私たちききょう会では東京都から埼玉県で、ご自宅や施設で療養される患者様を支える在宅医療・訪問診療、在宅緩和ケアを提供しています。

その日々の診療で、ききょう会が大事にしていることがあります。それが、デジタルテクノロジーを積極的に取り入れ医療の質を上げることです。

 

これまでに当WEBサイトのブログでは、

2024年4月

勤務医の時間外労働規制(医師の働き方改革)の開始と、黎明期の生成AIの動きを捉えた記事(医師の働き方改革と生成AIの活用

2025年7月

自律的に動作するAIエージェントの出現と、診察室での自動カルテ作成ツール「medimo」の活用を検証した記事(医療・介護現場における生成AI・AIエージェント活用レポート

を公開し、医療デジタル技術の進化について記録、発信し皆様にお伝えしてきました。

そして、前回の発信から約1年が経過した2026年6月現在 、医療現場の生成AIはもはや「実験段階」を完全に脱し、国の研究プロジェクトや大病院、地域クリニックへと急速に溶け込む「本格的な社会実装期」へと突入しています。

今回は、2026年現在の日本で活躍する医療療用生成AIツールについてまとめました。

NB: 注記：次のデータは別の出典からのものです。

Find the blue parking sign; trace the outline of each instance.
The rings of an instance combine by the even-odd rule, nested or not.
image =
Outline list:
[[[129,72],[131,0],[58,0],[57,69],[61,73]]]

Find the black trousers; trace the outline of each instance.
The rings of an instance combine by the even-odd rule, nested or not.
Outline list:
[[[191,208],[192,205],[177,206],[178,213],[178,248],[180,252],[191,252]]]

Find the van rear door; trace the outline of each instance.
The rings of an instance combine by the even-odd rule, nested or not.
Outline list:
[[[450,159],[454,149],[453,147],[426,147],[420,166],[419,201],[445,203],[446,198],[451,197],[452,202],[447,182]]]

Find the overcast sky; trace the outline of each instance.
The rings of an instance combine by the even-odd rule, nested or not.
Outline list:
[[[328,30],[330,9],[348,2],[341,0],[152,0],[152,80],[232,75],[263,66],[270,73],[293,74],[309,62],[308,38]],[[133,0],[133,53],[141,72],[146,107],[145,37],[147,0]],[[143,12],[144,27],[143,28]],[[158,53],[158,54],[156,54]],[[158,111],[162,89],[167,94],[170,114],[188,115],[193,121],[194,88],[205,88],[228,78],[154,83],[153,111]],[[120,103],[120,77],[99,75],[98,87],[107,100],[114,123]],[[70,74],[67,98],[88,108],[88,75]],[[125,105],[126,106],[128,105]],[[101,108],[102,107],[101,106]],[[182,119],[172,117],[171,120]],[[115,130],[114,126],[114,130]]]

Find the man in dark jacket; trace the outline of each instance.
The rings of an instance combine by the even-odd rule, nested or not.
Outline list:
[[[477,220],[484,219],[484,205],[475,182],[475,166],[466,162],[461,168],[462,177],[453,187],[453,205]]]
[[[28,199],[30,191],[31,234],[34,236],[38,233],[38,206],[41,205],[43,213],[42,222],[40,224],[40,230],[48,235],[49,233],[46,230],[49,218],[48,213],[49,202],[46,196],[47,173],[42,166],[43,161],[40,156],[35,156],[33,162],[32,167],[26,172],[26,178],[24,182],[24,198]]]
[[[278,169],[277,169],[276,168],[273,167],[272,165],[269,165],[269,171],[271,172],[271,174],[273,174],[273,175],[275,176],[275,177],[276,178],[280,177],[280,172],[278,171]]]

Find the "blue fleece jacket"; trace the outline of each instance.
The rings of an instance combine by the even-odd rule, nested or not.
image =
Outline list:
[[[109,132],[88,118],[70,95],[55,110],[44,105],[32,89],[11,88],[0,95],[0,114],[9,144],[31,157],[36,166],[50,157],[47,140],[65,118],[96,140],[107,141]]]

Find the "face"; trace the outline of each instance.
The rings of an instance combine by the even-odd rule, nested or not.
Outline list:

これらが医療現場をどう変え、巡り巡って患者様へどのような安心感をもたらしているのかを解説します。

なぜ今、医療の現場に「生成AI」が必要なのか?

かつての「電子カルテ」は、ただキーボードで打ち込んだデータを保存するだけの「電子の箱」でした 。そのため、IT化が進めば進むほど、医師は診察中にパソコンの画面ばかりを見つめ、カタカタとタイピング音を響かせるという本末転倒な光景が生まれてしまいました。

しかし、人間の言葉や文章の「文脈」を理解できる生成AIの登場により、この構造は劇的に変化しました 。AIが診察中の「自然な対話」から医学的に必要な情報を抽出し、カルテや紹介状、退院サマリーなどの下書きを自動で作成できるようになったのです。

私たちはこれを、単なる「医療従事者の労働削減」のためではなく、「医療従事者がキーボードから手を離し、患者様としっかりと目線を合わせ、対話する時間を取り戻すためのインフラ」として極めて重要なことだと考えています。

こんなにある!医療用生成AIツールまとめ

現在、医療機関で実際に稼働し、業務削減や診療の質向上につなげている7つのツールについて調査しました。

『ユビー生成AI』:受診前から始まる、地域医療のなめらかな連携

Ubie(ユビー)株式会社が提供する「ユビー生成AI」は、2024年の本格提供からわずか1年半で、大学病院10施設以上を含む全国100以上の病院にスピード導入されているようです。

機能と特徴

月間1,300万人以上が利用する生活者向け症状検索エンジン「ユビー」の広範なネットワークと連携できるのが最大の強みです。患者様が自宅でスマートフォンから入力した問診票データを、AIが医師の使う高度な医学専門用語へと瞬時に「自動翻訳」し、電子カルテの準備を整えます。

導入事例

恵寿総合病院:これまで膨大な時間を要していた「退院時看護サマリー」の作成にかかる時間を42.5%削減し、看護スタッフの心理的負担を27.2%軽減することに成功しています。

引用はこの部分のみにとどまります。